Warum gehen Sie erst jetzt in die Politik?
In meinem Leben haben mich viele Leute gefragt, warum ich nicht in die Politik gehe. Ich hatte andere Dinge zu tun, ich arbeitete 60 bis 80 Stunden pro Woche. Und in Privatbanken war es nicht sehr angesehen, sich politisch zu betätigen, weil man dann weniger für das Unternehmen zur Verfügung stand.

«Mein Ego findet, dass ich einen Sitz im Nationalrat verdienen würde – ich habe viel für die Trans-Gemeinschaft getan.»
Foto: MAGALI GIRARDIN/DR

Warum arbeiten Sie nicht mehr bei jener Privatbank?
Das hängt mit meiner Geschlechtsumwandlung zusammen. Mir wurde das nicht so gesagt, aber ich interpretiere es so: Als ich von meinen Operationen zurückkam, wurde mir immer weniger Arbeit zugeteilt, obwohl ich bis zum Schluss meine Führungsposition behielt. Ich wurde allein in ein Büro gesetzt und aus dem Team, in dem ich war, herausgenommen. Und sobald ich eine Frau war, gab man mir keine Ziele mehr vor und senkte mein variables Gehalt, weil ich meine Ziele nicht erreichte... Eines Tages sagte man mir: «Es tut mir leid, aber wir haben keine Stelle mehr, die Ihrem Qualifikations- und Kompetenzniveau entspricht.»

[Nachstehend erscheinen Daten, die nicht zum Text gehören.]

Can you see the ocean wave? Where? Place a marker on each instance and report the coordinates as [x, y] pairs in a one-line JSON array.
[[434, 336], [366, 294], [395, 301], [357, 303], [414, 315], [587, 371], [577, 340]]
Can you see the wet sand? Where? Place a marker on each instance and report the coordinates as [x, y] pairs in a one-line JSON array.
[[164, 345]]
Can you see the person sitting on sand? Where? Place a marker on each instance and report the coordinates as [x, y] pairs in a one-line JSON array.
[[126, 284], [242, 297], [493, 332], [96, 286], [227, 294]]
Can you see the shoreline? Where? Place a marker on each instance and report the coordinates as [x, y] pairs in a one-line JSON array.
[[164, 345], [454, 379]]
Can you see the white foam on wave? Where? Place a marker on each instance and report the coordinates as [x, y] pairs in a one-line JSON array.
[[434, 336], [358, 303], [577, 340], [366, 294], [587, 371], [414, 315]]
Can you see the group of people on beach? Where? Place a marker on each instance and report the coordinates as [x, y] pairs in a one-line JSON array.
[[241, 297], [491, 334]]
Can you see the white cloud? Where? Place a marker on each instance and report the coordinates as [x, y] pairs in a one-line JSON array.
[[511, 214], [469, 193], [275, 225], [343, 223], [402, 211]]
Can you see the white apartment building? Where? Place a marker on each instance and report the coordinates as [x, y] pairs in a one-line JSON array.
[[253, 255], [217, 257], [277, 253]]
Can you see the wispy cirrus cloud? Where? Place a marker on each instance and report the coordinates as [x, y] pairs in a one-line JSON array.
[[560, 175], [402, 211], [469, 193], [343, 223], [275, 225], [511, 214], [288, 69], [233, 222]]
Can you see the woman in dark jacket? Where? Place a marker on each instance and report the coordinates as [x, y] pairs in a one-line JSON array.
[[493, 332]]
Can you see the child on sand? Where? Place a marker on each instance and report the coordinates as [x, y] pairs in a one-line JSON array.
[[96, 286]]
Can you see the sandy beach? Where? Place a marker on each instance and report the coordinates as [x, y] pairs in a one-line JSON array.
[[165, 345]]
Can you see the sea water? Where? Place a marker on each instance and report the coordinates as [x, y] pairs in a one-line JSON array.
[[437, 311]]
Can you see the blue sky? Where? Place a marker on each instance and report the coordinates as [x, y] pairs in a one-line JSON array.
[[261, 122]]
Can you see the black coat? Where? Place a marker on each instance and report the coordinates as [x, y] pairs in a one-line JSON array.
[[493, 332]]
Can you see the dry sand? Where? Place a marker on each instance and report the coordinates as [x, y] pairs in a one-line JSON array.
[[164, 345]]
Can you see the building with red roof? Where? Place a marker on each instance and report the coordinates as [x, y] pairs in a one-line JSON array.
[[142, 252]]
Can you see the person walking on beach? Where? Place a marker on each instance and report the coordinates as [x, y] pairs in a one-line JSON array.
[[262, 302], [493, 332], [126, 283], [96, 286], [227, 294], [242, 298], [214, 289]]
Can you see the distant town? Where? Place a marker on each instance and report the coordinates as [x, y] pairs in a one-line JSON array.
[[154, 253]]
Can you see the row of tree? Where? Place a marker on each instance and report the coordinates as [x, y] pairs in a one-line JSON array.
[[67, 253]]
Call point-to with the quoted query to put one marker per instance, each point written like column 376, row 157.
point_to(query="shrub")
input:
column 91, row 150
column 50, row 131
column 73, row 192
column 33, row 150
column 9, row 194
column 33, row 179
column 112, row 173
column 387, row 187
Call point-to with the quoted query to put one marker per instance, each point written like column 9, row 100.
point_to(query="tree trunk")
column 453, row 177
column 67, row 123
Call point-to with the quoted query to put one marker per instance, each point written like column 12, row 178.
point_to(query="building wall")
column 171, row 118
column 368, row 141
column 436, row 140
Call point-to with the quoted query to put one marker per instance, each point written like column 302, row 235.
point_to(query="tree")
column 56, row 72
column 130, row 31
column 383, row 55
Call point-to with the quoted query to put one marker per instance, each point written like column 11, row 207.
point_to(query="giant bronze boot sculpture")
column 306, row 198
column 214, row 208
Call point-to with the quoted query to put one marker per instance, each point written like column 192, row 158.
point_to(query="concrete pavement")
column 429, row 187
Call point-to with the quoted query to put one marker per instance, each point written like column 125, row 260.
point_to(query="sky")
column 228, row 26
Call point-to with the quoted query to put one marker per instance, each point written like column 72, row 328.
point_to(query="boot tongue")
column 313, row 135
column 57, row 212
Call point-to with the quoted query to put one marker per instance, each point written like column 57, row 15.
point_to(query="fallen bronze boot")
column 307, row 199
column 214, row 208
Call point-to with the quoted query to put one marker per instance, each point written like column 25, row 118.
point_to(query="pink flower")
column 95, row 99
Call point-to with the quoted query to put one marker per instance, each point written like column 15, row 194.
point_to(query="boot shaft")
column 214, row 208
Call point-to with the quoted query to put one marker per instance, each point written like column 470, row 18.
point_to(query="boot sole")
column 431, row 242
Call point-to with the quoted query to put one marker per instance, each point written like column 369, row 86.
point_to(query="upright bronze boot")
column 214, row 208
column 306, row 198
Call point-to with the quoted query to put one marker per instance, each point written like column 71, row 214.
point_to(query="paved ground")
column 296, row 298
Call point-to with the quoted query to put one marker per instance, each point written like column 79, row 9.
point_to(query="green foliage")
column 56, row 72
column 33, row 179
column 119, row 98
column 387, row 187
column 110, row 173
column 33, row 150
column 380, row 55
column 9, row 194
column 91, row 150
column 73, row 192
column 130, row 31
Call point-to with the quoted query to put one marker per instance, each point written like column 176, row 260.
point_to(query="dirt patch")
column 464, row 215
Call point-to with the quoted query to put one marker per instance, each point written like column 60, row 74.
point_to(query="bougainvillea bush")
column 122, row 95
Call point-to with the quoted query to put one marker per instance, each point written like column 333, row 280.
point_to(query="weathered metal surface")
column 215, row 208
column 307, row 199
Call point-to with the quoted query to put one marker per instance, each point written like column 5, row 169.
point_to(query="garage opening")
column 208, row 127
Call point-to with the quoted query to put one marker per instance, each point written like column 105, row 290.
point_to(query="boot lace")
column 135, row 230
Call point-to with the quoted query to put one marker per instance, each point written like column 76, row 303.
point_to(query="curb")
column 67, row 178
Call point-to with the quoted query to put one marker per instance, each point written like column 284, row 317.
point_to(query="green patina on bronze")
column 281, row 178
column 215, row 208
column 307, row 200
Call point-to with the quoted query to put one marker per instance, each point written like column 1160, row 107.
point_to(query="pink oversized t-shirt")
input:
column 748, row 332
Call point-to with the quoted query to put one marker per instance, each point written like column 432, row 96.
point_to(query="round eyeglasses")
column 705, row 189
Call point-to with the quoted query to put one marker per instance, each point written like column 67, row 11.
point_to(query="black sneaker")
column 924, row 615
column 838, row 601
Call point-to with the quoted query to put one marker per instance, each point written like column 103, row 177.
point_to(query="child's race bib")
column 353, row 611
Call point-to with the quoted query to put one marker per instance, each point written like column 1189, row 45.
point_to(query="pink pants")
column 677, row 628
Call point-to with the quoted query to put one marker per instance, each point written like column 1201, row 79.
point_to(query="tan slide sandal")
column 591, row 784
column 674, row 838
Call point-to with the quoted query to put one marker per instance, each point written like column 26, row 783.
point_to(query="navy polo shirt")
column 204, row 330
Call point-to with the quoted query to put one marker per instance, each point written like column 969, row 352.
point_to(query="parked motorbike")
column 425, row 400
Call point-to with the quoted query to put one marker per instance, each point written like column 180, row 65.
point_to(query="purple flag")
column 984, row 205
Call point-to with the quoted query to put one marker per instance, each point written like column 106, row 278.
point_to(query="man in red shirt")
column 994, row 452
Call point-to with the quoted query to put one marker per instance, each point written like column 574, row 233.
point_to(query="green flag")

Ist Ihr politisches Engagement auch auf diese Entlassung zurückzuführen?
Nein. Mir ist vor allem bewusst geworden, dass es noch viel zu tun gibt, um den Klimawandel zu bekämpfen und Transgender-Personen zu unterstützen. Ich war vor allem sehr enttäuscht, dass Transphobie nicht zusammen mit Homophobie im Strafgesetz aufgenommen wurde. Es gibt auch sechsmal so viele arbeitslose Transfrauen und Transmänner wie arbeitslose Cismänner und Cisfrauen. Unter den LGBT-Verbänden haben viele in den letzten 30 Jahren das T vergessen. Bei ihnen steht das T für «transparent» und nicht für «transgender». Deshalb habe ich den Verein Epicene gegründet. Einer unserer Kämpfe ist es, zu zeigen, dass Transmenschen Menschen wie alle anderen sind. Heute können wir Transmenschen endlich für uns selbst sprechen.